LAWRENCE — Kansas coach Bill Self expects freshman Billy Preston to play Tuesday when No. 4 KU takes on fifth-ranked Kentucky at the Champions Classic in Chicago.
Preston, a 6-foot-10 forward, sat out the Jayhawks’ season opener after he was suspended for missing both curfew and class.
“He had a great attitude (since Friday), but certainly, I think that we’ve still got a full day tomorrow,” Self said. “I’m certainly anticipating there being no issues, but I don’t want to positively say one way or another until I actually know for a fact.”
Without Preston, KU was forced to play with only two scholarship big men in a 92-56 victory over Tennessee State. Udoka Azubuike logged 30 minutes and Mitch Lightfoot played 17, with Self saying Sunday the two “did fairly well.”
“Certainly, they’re going to have to play that way again,” Self said. “But adding a third big guy in there ... it doesn’t give us much margin for error, but it at least gives us a margin of error from a foul situation standpoint.”
KU’s options are limited because of a roster crunch. With four transfers sitting out -- guard Sam Cunliffe will be eligible at semester -- and another scholarship lost following Jack Whitman’s departure, the Jayhawks are thinner up front than any other year in Self’s tenure.

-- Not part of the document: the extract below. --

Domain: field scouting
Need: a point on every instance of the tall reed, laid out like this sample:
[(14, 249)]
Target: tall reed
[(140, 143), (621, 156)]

The challenge will be even more difficult going up against Kentucky, a team that Self says is “1 to 5 is about as long as I can remember them” in coach John Calipari’s nine seasons.
“When you look at basketball bodies, when their length is four or five inches longer than what their standing height is, that’s usually a great basketball body,” Self said. “It looks like to me they have several of those guys that are actually even longer than what their height is.”
Self understands his team’s lack of size and numbers could present problems, especially against top teams.
“It’s hard to play that small (like KU did Friday) when you’re playing against bigger guys,” Self said. “And when you have little depth and you play that small, it’s hard to create havoc for 40 minutes, which could possibly be your advantage if you’re playing against bigger guys. But you can’t do that because everybody’s going to play 35 minutes.”
One option for Self would be to slow the pace -- hoping that fewer possessions could help with foul trouble and also keep players fresher -- but doing that would go against his team’s strengths. The Jayhawks have been effective in transition the last few seasons, and Self also doesn’t want to create a situation where his guys aren’t playing aggressively.
“We need to not let teams get comfortable and be in a total rhythm the whole time,” Self said. “ ... Regardless of how many players we have, I don’t think we would change how we play.”